The thing I find most disturbing, however, is the depth of their acceptance. Anyone that listens to these guys for more than a few minutes and isn't either laughing or crying has lost the ability to think critically. When someone tells you that everything group "A" does is good, and everything group "B" does is bad, and in fact, every problem the country faces is due to group "B" ... shouldn't the baloney meter be ringing off the hook? Here's the test: Listen to Rush talk, and every time he says "liberal," you say "Jew." Sound familiar?
-- Tom Mitchell
Anchorage
Murkowski listened to Alaskans
Sen. Lisa Murkowski had some serious concerns (rightly so) about how this stimulus bill was transforming. Sen. Mark Begich acknowledges that while he agreed with most of his e-mails, he felt it was a good bill overall. Just who is falling in line here? The senators work for the constituents of their state, not the president. Obviously, the constituents in this state do not like this bill. Thanks, Sen. Murkowski, for standing up for us. -- Rebecca Monaghan
Wasilla
Permanent Fund managers failed to protect Alaska's huge assets
Chancellor Fran Ulmer, moderator of the recent Permanent Fund presentation at UAA, stated that the 1970s group of prominent Alaska leaders who created the Permanent Fund were Alaska's greatest generation. She's probably right, because the current generation has failed abysmally at protecting the fund. Its value has plummeted close to $10 billion. That's $15,000 per Alaskan.
By last summer the evidence of an impending stock market meltdown was overwhelming. Yet the Permanent Fund board of directors continued to adhere to the "long-term asset management" concept, irrespective of evidence of disaster, because -- well -- that's what the rules they adopted said they should do.
That's not leadership.
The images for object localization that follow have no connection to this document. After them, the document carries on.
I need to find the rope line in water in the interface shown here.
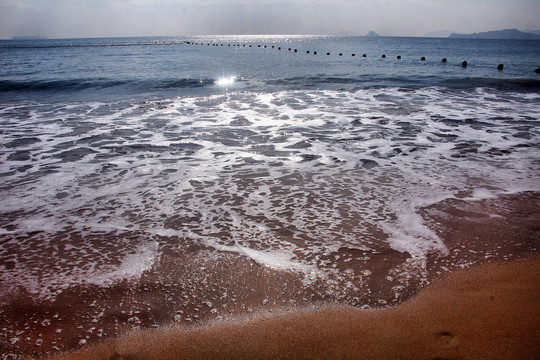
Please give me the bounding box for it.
[184,41,540,73]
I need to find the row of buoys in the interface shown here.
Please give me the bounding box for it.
[184,41,539,73]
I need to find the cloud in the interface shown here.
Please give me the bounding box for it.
[0,0,539,39]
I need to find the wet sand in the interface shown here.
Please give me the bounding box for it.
[51,256,540,360]
[1,191,539,359]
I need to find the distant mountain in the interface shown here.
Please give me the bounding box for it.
[449,28,540,39]
[366,31,380,37]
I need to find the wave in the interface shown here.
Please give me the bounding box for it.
[265,74,540,91]
[439,77,540,91]
[1,75,538,101]
[266,76,361,86]
[0,78,216,93]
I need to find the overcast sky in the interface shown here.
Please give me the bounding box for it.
[1,0,539,39]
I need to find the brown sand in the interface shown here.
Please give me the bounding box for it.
[50,256,540,360]
[2,191,538,359]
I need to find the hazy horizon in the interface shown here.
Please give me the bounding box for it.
[1,0,540,39]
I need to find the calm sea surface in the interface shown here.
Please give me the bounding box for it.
[1,35,539,101]
[0,35,539,303]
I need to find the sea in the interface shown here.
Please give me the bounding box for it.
[0,35,539,356]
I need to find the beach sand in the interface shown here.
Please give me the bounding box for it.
[50,256,540,360]
[1,191,539,359]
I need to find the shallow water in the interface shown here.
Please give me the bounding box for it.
[1,87,538,302]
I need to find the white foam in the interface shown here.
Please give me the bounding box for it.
[465,188,499,201]
[85,241,159,286]
[1,87,539,300]
[233,242,323,283]
[381,186,452,259]
[0,240,159,302]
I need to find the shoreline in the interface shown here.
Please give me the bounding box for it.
[1,191,539,359]
[50,256,540,359]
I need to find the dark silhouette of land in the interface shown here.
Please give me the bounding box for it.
[449,28,540,39]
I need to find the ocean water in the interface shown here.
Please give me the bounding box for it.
[0,36,539,322]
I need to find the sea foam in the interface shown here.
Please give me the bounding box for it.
[0,87,539,301]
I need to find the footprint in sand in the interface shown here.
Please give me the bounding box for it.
[437,331,459,346]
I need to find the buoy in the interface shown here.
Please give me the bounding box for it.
[462,61,468,67]
[327,52,330,55]
[278,47,281,50]
[421,56,426,61]
[497,64,504,71]
[352,53,356,56]
[272,46,274,48]
[535,68,540,74]
[382,54,386,58]
[314,51,317,55]
[339,53,343,56]
[363,54,367,57]
[397,55,401,59]
[306,50,310,54]
[288,48,291,51]
[442,58,447,63]
[294,49,297,52]
[258,45,261,47]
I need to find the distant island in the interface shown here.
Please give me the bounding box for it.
[449,28,540,40]
[12,35,47,40]
[335,29,539,39]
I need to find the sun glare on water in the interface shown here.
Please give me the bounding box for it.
[216,76,235,87]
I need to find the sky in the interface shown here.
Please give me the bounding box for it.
[1,0,539,39]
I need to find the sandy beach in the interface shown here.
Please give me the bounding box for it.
[1,191,536,359]
[49,255,540,360]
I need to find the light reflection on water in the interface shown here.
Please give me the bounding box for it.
[216,75,236,87]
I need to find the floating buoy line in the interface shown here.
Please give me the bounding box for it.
[182,41,540,73]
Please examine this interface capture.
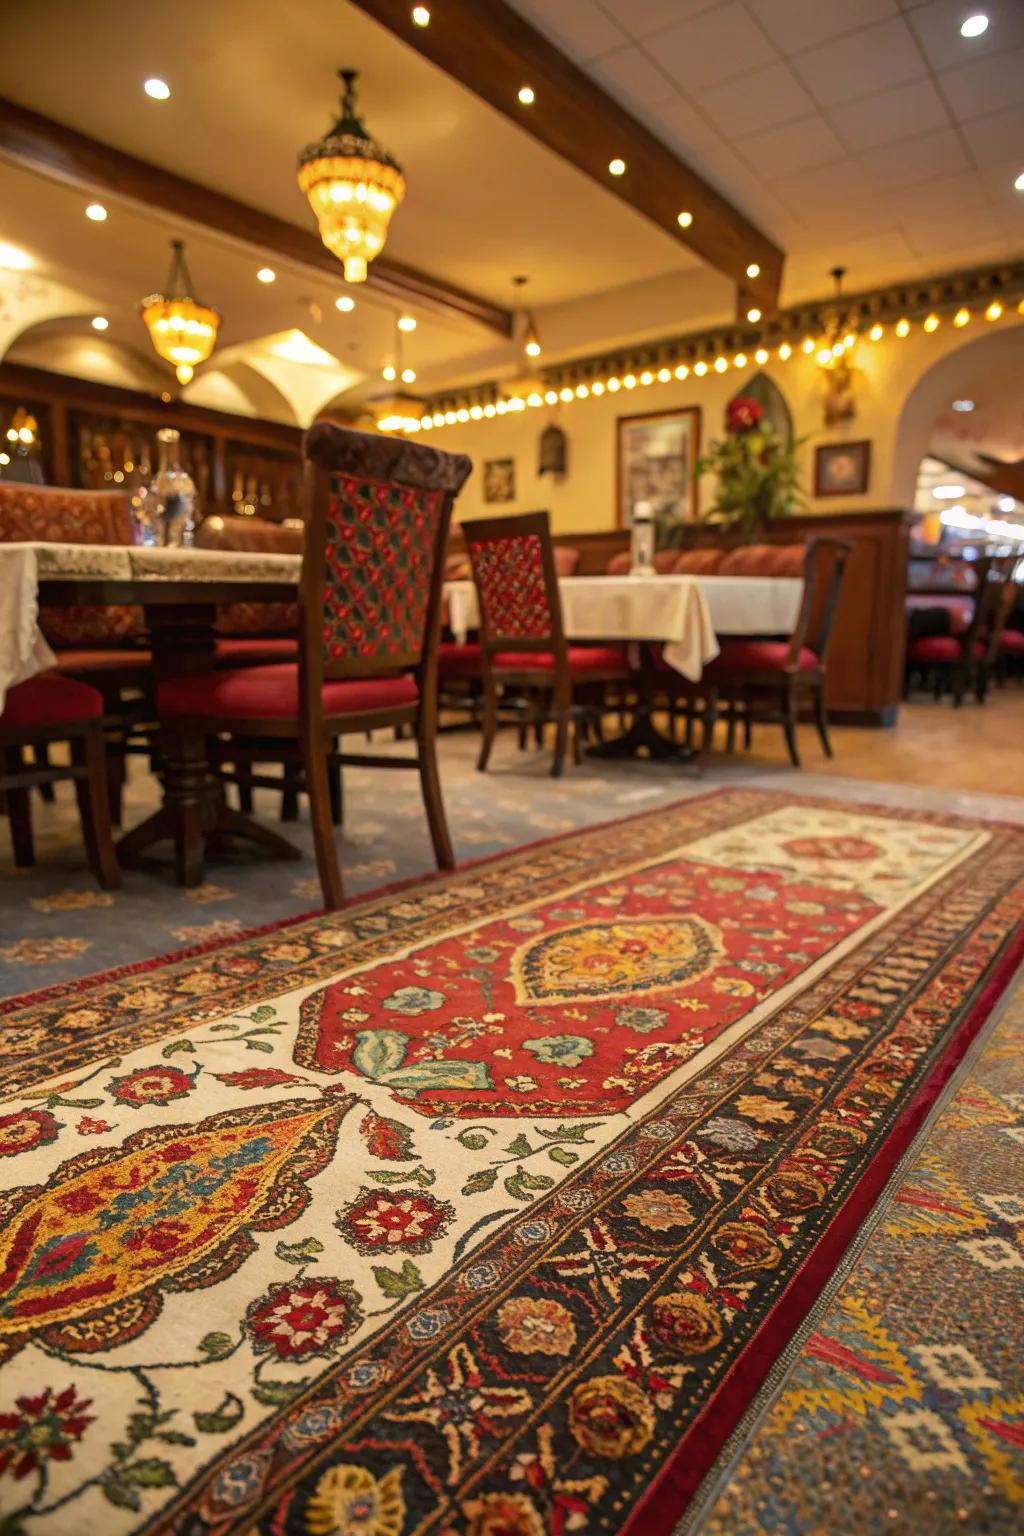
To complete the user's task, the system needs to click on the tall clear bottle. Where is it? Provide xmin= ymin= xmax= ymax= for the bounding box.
xmin=137 ymin=428 xmax=196 ymax=546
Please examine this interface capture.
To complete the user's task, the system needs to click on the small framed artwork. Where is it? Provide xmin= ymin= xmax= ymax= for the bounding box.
xmin=617 ymin=406 xmax=700 ymax=528
xmin=815 ymin=439 xmax=871 ymax=496
xmin=483 ymin=458 xmax=516 ymax=503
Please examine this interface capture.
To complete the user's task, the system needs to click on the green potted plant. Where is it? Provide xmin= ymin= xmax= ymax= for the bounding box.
xmin=696 ymin=396 xmax=803 ymax=542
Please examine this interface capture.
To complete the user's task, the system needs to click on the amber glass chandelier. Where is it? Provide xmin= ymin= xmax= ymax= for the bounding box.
xmin=140 ymin=239 xmax=220 ymax=385
xmin=297 ymin=70 xmax=405 ymax=284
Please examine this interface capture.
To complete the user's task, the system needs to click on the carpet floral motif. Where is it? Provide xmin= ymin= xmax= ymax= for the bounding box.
xmin=0 ymin=792 xmax=1019 ymax=1535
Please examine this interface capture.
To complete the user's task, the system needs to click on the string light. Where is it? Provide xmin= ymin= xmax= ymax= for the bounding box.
xmin=675 ymin=364 xmax=689 ymax=379
xmin=592 ymin=380 xmax=605 ymax=395
xmin=544 ymin=389 xmax=558 ymax=404
xmin=953 ymin=307 xmax=970 ymax=327
xmin=778 ymin=342 xmax=792 ymax=360
xmin=639 ymin=370 xmax=653 ymax=386
xmin=714 ymin=356 xmax=728 ymax=373
xmin=624 ymin=374 xmax=637 ymax=389
xmin=869 ymin=323 xmax=884 ymax=341
xmin=470 ymin=404 xmax=483 ymax=419
xmin=694 ymin=360 xmax=708 ymax=377
xmin=734 ymin=352 xmax=747 ymax=367
xmin=923 ymin=312 xmax=940 ymax=332
xmin=382 ymin=364 xmax=397 ymax=381
xmin=657 ymin=367 xmax=671 ymax=382
xmin=457 ymin=407 xmax=469 ymax=422
xmin=527 ymin=392 xmax=542 ymax=407
xmin=895 ymin=318 xmax=911 ymax=337
xmin=985 ymin=300 xmax=1003 ymax=320
xmin=483 ymin=404 xmax=496 ymax=418
xmin=754 ymin=347 xmax=768 ymax=365
xmin=560 ymin=386 xmax=573 ymax=401
xmin=607 ymin=377 xmax=621 ymax=392
xmin=802 ymin=338 xmax=816 ymax=354
xmin=576 ymin=383 xmax=589 ymax=398
xmin=495 ymin=400 xmax=509 ymax=414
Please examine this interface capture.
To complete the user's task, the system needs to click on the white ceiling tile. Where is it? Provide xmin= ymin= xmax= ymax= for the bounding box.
xmin=504 ymin=0 xmax=627 ymax=60
xmin=828 ymin=78 xmax=952 ymax=150
xmin=696 ymin=59 xmax=816 ymax=138
xmin=884 ymin=170 xmax=992 ymax=221
xmin=598 ymin=0 xmax=716 ymax=40
xmin=638 ymin=92 xmax=732 ymax=159
xmin=770 ymin=156 xmax=876 ymax=210
xmin=744 ymin=0 xmax=899 ymax=54
xmin=588 ymin=44 xmax=678 ymax=109
xmin=903 ymin=210 xmax=1008 ymax=256
xmin=957 ymin=103 xmax=1024 ymax=166
xmin=855 ymin=127 xmax=971 ymax=190
xmin=938 ymin=47 xmax=1024 ymax=121
xmin=905 ymin=0 xmax=1024 ymax=72
xmin=651 ymin=3 xmax=778 ymax=92
xmin=736 ymin=112 xmax=847 ymax=174
xmin=790 ymin=16 xmax=927 ymax=105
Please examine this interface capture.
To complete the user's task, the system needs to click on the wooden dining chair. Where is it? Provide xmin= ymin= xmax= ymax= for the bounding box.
xmin=905 ymin=553 xmax=1018 ymax=705
xmin=1 ymin=673 xmax=121 ymax=888
xmin=708 ymin=536 xmax=852 ymax=767
xmin=155 ymin=423 xmax=472 ymax=906
xmin=464 ymin=511 xmax=629 ymax=777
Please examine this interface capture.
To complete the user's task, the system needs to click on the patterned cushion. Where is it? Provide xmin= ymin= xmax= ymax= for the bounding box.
xmin=216 ymin=600 xmax=300 ymax=636
xmin=1 ymin=672 xmax=103 ymax=728
xmin=158 ymin=664 xmax=418 ymax=721
xmin=469 ymin=532 xmax=552 ymax=640
xmin=493 ymin=646 xmax=629 ymax=676
xmin=707 ymin=640 xmax=818 ymax=674
xmin=322 ymin=473 xmax=444 ymax=664
xmin=0 ymin=484 xmax=146 ymax=646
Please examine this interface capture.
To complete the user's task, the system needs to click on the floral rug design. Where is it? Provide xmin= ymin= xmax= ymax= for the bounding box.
xmin=0 ymin=790 xmax=1021 ymax=1535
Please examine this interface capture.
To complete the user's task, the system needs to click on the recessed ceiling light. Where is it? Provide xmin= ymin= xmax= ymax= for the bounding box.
xmin=256 ymin=267 xmax=276 ymax=283
xmin=933 ymin=483 xmax=966 ymax=499
xmin=144 ymin=77 xmax=170 ymax=100
xmin=746 ymin=262 xmax=760 ymax=278
xmin=960 ymin=14 xmax=989 ymax=38
xmin=518 ymin=85 xmax=535 ymax=105
xmin=85 ymin=202 xmax=107 ymax=222
xmin=412 ymin=5 xmax=430 ymax=24
xmin=1015 ymin=170 xmax=1024 ymax=191
xmin=997 ymin=495 xmax=1016 ymax=512
xmin=0 ymin=242 xmax=31 ymax=271
xmin=91 ymin=316 xmax=109 ymax=330
xmin=382 ymin=364 xmax=397 ymax=381
xmin=952 ymin=399 xmax=975 ymax=412
xmin=0 ymin=453 xmax=9 ymax=466
xmin=746 ymin=306 xmax=762 ymax=322
xmin=336 ymin=295 xmax=355 ymax=312
xmin=397 ymin=314 xmax=416 ymax=331
xmin=677 ymin=210 xmax=693 ymax=228
xmin=401 ymin=367 xmax=416 ymax=383
xmin=609 ymin=158 xmax=626 ymax=176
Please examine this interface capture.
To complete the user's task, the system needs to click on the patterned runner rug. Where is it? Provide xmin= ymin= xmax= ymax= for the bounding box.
xmin=0 ymin=788 xmax=1021 ymax=1535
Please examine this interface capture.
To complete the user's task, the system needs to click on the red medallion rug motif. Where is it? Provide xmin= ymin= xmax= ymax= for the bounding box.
xmin=0 ymin=789 xmax=1021 ymax=1536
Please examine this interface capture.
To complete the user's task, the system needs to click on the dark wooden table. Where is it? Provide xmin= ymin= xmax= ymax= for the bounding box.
xmin=39 ymin=575 xmax=303 ymax=884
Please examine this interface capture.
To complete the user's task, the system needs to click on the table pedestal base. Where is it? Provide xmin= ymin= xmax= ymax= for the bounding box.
xmin=587 ymin=707 xmax=697 ymax=763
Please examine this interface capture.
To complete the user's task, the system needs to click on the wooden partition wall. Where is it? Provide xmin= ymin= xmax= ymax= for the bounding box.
xmin=452 ymin=508 xmax=912 ymax=726
xmin=0 ymin=363 xmax=304 ymax=521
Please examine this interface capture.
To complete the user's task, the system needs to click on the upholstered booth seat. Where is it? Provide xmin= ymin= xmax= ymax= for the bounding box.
xmin=672 ymin=548 xmax=726 ymax=574
xmin=214 ymin=636 xmax=299 ymax=667
xmin=492 ymin=646 xmax=628 ymax=675
xmin=606 ymin=551 xmax=631 ymax=574
xmin=2 ymin=672 xmax=104 ymax=728
xmin=553 ymin=547 xmax=581 ymax=577
xmin=438 ymin=641 xmax=483 ymax=678
xmin=718 ymin=543 xmax=805 ymax=576
xmin=55 ymin=648 xmax=153 ymax=674
xmin=707 ymin=640 xmax=819 ymax=674
xmin=158 ymin=664 xmax=418 ymax=721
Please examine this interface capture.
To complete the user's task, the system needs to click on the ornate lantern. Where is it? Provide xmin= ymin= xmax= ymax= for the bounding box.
xmin=297 ymin=70 xmax=405 ymax=284
xmin=140 ymin=239 xmax=220 ymax=385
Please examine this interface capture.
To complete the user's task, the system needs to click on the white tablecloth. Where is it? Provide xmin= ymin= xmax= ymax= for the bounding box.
xmin=0 ymin=547 xmax=57 ymax=713
xmin=444 ymin=573 xmax=803 ymax=682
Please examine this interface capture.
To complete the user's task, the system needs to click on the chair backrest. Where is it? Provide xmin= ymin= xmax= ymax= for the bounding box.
xmin=606 ymin=549 xmax=631 ymax=575
xmin=719 ymin=542 xmax=804 ymax=576
xmin=973 ymin=552 xmax=1021 ymax=665
xmin=653 ymin=549 xmax=679 ymax=574
xmin=673 ymin=547 xmax=726 ymax=575
xmin=197 ymin=514 xmax=304 ymax=554
xmin=0 ymin=484 xmax=144 ymax=647
xmin=464 ymin=510 xmax=565 ymax=659
xmin=301 ymin=423 xmax=471 ymax=698
xmin=788 ymin=537 xmax=852 ymax=668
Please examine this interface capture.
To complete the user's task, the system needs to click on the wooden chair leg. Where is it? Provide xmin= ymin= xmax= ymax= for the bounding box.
xmin=812 ymin=683 xmax=833 ymax=758
xmin=72 ymin=728 xmax=122 ymax=890
xmin=551 ymin=710 xmax=571 ymax=778
xmin=106 ymin=746 xmax=126 ymax=826
xmin=236 ymin=759 xmax=254 ymax=813
xmin=303 ymin=734 xmax=343 ymax=910
xmin=477 ymin=676 xmax=498 ymax=771
xmin=781 ymin=684 xmax=801 ymax=768
xmin=32 ymin=743 xmax=56 ymax=804
xmin=328 ymin=738 xmax=343 ymax=828
xmin=4 ymin=747 xmax=34 ymax=867
xmin=417 ymin=715 xmax=455 ymax=870
xmin=743 ymin=709 xmax=753 ymax=749
xmin=700 ymin=688 xmax=719 ymax=760
xmin=725 ymin=704 xmax=737 ymax=754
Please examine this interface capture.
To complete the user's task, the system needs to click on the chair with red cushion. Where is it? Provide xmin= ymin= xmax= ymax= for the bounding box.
xmin=905 ymin=553 xmax=1017 ymax=705
xmin=1 ymin=673 xmax=120 ymax=888
xmin=464 ymin=511 xmax=629 ymax=777
xmin=706 ymin=536 xmax=852 ymax=766
xmin=155 ymin=423 xmax=472 ymax=906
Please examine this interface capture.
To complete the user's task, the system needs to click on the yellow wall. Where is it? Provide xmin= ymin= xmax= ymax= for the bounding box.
xmin=419 ymin=311 xmax=1024 ymax=532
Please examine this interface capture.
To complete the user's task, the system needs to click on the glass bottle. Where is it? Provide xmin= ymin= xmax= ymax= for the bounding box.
xmin=139 ymin=428 xmax=197 ymax=546
xmin=630 ymin=499 xmax=655 ymax=576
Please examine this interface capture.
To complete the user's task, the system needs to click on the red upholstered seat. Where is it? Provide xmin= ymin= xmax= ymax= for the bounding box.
xmin=999 ymin=628 xmax=1024 ymax=655
xmin=55 ymin=649 xmax=153 ymax=673
xmin=606 ymin=551 xmax=631 ymax=575
xmin=214 ymin=637 xmax=299 ymax=666
xmin=438 ymin=642 xmax=482 ymax=678
xmin=1 ymin=672 xmax=104 ymax=728
xmin=158 ymin=663 xmax=418 ymax=721
xmin=707 ymin=640 xmax=819 ymax=674
xmin=906 ymin=635 xmax=983 ymax=664
xmin=493 ymin=646 xmax=628 ymax=675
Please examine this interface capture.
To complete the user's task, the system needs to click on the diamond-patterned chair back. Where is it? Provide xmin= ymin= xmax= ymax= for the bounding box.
xmin=464 ymin=511 xmax=564 ymax=654
xmin=302 ymin=424 xmax=472 ymax=688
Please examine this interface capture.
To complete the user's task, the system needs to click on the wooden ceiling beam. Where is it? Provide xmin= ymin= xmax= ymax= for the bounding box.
xmin=349 ymin=0 xmax=785 ymax=318
xmin=0 ymin=96 xmax=513 ymax=337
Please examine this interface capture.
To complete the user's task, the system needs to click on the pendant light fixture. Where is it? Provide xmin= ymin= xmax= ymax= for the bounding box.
xmin=513 ymin=275 xmax=542 ymax=358
xmin=140 ymin=239 xmax=220 ymax=385
xmin=298 ymin=70 xmax=405 ymax=284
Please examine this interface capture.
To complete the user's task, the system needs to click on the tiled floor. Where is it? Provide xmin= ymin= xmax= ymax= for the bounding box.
xmin=1 ymin=695 xmax=1022 ymax=1000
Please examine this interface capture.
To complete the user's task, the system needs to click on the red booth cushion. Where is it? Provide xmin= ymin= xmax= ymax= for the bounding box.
xmin=214 ymin=637 xmax=299 ymax=667
xmin=158 ymin=664 xmax=418 ymax=721
xmin=707 ymin=640 xmax=818 ymax=674
xmin=438 ymin=642 xmax=482 ymax=678
xmin=492 ymin=646 xmax=629 ymax=675
xmin=55 ymin=649 xmax=153 ymax=673
xmin=1 ymin=672 xmax=104 ymax=728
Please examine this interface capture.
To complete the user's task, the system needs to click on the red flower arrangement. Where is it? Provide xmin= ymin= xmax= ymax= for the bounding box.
xmin=697 ymin=397 xmax=803 ymax=540
xmin=725 ymin=396 xmax=764 ymax=433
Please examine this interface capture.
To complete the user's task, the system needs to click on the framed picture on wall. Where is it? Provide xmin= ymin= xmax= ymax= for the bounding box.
xmin=483 ymin=458 xmax=516 ymax=503
xmin=617 ymin=406 xmax=700 ymax=531
xmin=815 ymin=439 xmax=871 ymax=496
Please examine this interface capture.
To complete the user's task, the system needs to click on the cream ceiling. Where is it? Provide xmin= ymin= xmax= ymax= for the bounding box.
xmin=1 ymin=0 xmax=1022 ymax=421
At least one of the directors or managers should have sounded the warning bell in the night and demanded an emergency board meeting to consider dumping the fund's stocks.
If they had been wrong, no harm except to their reputation. If right, they would have saved the $10 billion.
I suggest that the board form an Alaskan Permanent Fund Citizen's Advisory Council whose mission would be to provide real-time, real-life input to board policy-making. Council composition would consist of independent-minded Alaskans who think outside the box, the box being the fiscally dangerous belief that limitless deficit spending and grossly manipulating the money supply promotes prosperity. Look where it's leading us.
Maybe then we can avoid more losses when the second shoe drops.
-- Larry Slone
Anchorage
Fairness Doctrine hysteria is figment of Jenkins' imagination
Paul Jenkins spends an entire column responding to his belief that Democrats are attempting to revive the Fairness Doctrine (Feb. 22). As evidence to support his concerns, he cites an ex-president with no political power, notes that Obama has been consistently against reviving the Fairness Doctrine, and then points to Obama's mundane and obviously true observation that Republican congressmen can't govern effectively while taking their cues from Rush "I hope Obama fails" Limbaugh. So we have two fairly inconsequential quotes and one that directly contradicts the point Jenkins is trying to make.
Right-wing blogs and talk radio have been pushing this Fairness Doctrine "controversy" since the November elections even though every major Democrat in Congress has made it clear that they aren't in favor of addressing the Fairness Doctrine any time in the foreseeable future. Many of them, like Obama, have stated that they are actively opposed to reinstating it.
Yet the right wing keeps fear-mongering, insisting that this demon of their paranoid hysteria is an actual threat. Jenkins and those like him might want to think twice before accusing others of smoking crack based only on evidence produced by their own hallucinatory fever dreams.